Stammersdorf
Allzeit-Temperaturrekord von 41 Grad in Wien gemessen
Aktualisiert:
von Quelle: APA, JOYN NewsZIB 9:00
Hitzerekord in Wien
Videoclip • 39 Sek
Österreich hat einen neuen Hitze-Rekord: In Wien-Stammersdorf wurden am Dienstagnachmittag 41 Grad gemessen, wie aus Daten der Geosphere Austria hervorgeht. Damit wurde der Allzeitrekord aus dem Jahr 2013 übertroffen.
Das Wichtigste in Kürze
In Wien-Stammersdorf wurden am Dienstag 41 Grad gemessen.
Der Allzeitrekord aus dem Jahr 2013 wurde damit übertroffen.

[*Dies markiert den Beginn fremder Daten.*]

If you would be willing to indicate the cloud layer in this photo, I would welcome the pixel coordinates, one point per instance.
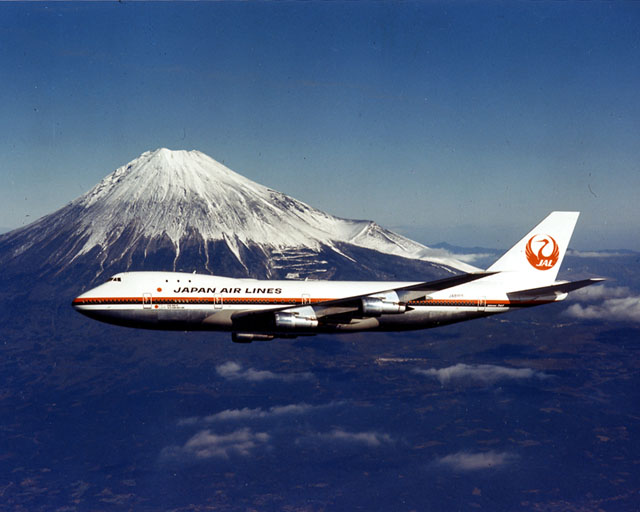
(483, 373)
(247, 413)
(207, 445)
(605, 303)
(234, 371)
(371, 439)
(468, 461)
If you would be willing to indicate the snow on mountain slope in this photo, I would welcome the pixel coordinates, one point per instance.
(163, 196)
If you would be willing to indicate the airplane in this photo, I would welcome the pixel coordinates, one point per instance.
(260, 310)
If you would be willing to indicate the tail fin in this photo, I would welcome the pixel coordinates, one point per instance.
(538, 256)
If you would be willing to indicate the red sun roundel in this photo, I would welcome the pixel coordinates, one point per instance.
(542, 252)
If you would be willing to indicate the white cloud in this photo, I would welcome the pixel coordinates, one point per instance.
(484, 373)
(594, 254)
(467, 461)
(207, 444)
(599, 292)
(247, 413)
(627, 309)
(606, 303)
(371, 438)
(234, 371)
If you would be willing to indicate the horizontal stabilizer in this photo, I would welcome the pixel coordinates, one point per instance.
(556, 289)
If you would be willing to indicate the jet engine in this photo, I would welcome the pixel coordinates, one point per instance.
(301, 318)
(247, 337)
(388, 304)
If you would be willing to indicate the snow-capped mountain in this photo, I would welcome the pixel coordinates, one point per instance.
(182, 210)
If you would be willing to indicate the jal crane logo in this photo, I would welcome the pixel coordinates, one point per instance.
(542, 252)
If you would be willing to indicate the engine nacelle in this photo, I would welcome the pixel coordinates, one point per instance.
(376, 306)
(300, 318)
(246, 337)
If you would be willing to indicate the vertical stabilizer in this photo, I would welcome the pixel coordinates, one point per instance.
(538, 256)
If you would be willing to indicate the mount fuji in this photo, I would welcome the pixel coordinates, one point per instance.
(183, 211)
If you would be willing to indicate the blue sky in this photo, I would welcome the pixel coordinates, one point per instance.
(463, 122)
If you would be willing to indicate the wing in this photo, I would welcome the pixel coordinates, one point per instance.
(346, 308)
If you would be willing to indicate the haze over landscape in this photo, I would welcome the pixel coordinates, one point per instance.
(456, 123)
(426, 122)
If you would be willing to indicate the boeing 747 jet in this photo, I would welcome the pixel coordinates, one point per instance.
(253, 310)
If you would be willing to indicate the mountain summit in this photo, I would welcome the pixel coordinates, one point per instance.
(182, 210)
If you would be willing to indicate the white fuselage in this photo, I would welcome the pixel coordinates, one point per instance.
(169, 300)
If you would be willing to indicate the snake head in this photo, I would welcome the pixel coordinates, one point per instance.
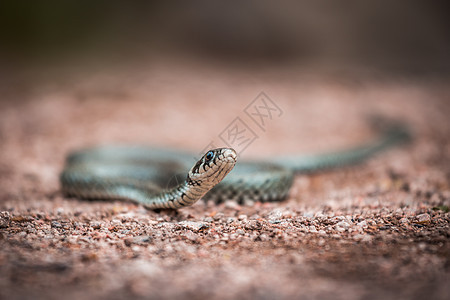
(212, 167)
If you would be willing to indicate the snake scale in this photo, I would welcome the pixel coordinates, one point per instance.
(165, 178)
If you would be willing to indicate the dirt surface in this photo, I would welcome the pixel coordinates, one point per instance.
(376, 230)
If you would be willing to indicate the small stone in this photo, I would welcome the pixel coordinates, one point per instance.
(218, 216)
(5, 219)
(242, 217)
(193, 226)
(95, 225)
(208, 220)
(56, 224)
(367, 238)
(232, 205)
(423, 218)
(362, 224)
(404, 221)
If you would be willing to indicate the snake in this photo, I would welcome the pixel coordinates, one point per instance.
(166, 178)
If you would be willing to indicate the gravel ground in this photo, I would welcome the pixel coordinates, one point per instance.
(376, 230)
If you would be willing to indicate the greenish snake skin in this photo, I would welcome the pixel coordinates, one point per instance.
(165, 178)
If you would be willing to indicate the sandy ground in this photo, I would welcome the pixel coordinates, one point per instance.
(376, 230)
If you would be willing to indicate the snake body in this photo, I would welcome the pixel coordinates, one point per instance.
(165, 178)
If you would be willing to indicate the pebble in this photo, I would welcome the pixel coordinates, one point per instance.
(423, 218)
(242, 217)
(95, 224)
(194, 226)
(5, 219)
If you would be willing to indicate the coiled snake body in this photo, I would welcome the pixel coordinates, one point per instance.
(156, 177)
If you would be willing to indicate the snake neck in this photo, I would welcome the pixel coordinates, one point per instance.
(185, 194)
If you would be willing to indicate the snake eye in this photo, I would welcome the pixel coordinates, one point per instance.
(209, 155)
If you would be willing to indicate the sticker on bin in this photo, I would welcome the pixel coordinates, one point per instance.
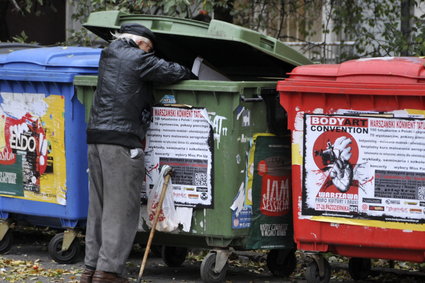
(182, 138)
(364, 167)
(32, 156)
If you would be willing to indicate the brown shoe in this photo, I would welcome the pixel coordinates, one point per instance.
(86, 276)
(107, 277)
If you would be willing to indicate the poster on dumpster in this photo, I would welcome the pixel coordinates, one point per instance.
(271, 219)
(183, 139)
(32, 154)
(364, 167)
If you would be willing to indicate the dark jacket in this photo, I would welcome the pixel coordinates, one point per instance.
(122, 104)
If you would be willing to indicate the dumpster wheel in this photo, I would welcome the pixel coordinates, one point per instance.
(208, 274)
(6, 242)
(68, 256)
(359, 268)
(173, 256)
(281, 263)
(313, 274)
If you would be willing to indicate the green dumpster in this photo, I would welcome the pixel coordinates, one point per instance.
(224, 137)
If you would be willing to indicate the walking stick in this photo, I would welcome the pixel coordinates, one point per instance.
(155, 221)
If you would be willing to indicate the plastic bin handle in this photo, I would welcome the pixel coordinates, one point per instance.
(257, 98)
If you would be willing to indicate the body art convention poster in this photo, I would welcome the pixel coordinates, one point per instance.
(364, 167)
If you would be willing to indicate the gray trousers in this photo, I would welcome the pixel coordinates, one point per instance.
(114, 206)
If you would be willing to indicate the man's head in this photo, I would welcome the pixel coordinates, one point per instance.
(141, 35)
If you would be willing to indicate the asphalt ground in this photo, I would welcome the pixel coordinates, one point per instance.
(28, 261)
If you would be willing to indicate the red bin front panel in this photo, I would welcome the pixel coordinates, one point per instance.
(358, 157)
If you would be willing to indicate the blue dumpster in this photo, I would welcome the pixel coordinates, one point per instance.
(43, 151)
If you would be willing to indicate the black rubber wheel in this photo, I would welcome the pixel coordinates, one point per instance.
(173, 256)
(312, 274)
(68, 256)
(281, 263)
(359, 268)
(207, 270)
(7, 242)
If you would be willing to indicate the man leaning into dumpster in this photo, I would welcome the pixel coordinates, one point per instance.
(120, 115)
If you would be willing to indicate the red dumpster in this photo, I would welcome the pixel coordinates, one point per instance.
(358, 161)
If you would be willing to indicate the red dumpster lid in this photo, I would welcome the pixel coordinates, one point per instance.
(371, 76)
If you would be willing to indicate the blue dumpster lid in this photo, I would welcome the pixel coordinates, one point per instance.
(52, 64)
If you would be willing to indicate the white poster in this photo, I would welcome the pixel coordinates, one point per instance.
(364, 167)
(183, 139)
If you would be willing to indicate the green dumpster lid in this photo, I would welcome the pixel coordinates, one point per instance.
(238, 53)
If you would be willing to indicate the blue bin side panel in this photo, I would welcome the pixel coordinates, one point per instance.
(72, 206)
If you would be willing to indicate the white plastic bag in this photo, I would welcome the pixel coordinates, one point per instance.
(167, 220)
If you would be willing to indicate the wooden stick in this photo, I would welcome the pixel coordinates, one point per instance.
(155, 222)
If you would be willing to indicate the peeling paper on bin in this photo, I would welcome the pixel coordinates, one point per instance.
(216, 122)
(239, 201)
(184, 215)
(32, 137)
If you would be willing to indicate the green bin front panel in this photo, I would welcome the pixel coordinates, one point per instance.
(232, 100)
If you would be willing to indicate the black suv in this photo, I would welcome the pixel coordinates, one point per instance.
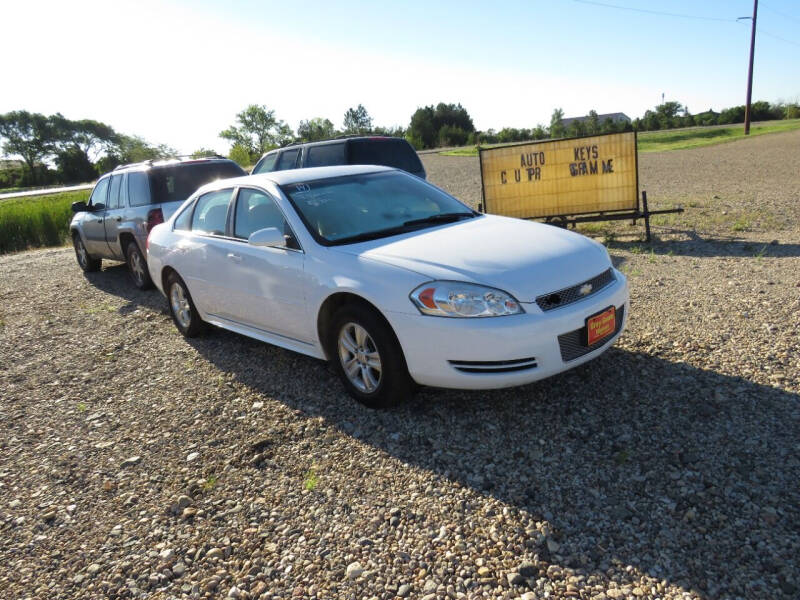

Damals waren im niederösterreichischen Deutsch-Altenburg 40,5 Grad gemessen worden. Auch in Niederösterreich ist der Bundesländer-Rekord geknackt: In Langenlebarn stieg die Temperatur am Nachmittag auf 40,6 Grad.
Die aktuelle Hitzewelle steuert am Dienstag und Mittwoch auf ihren Höhepunkt zu. Auch für Mittwoch erwarten Meteorologinnen und Meteorologen erneut Höchstwerte. Die Geosphere hatte bereits für die beiden Tage in Wien, dem Nordburgenland und im Nordosten Niederösterreichs die höchste Wetterwarnstufe Rot ausgegeben. In Wien war erst am Montag ein neuer Hitzerekord von 40,1 Grad aufgestellt worden, dieser wurde bereits Dienstagmittag übertroffen
Auch in Niederösterreich Temperaturrekord geknackt
Im Tagesverlauf sind die Temperaturen am Dienstag stark angestiegen. Um 13.30 Uhr meldete mit Stammersdorf die erste Station eine Maximaltemperatur jenseits der 40-Grad-Grenze. Bad Deutsch-Altenburg und Langenlebarn folgten eine halbe Stunde später. Gegen 15.00 Uhr wurden in Langenlebarn dann 40,6 Grad verzeichnet - der bisher höchste Messwert in Niederösterreich.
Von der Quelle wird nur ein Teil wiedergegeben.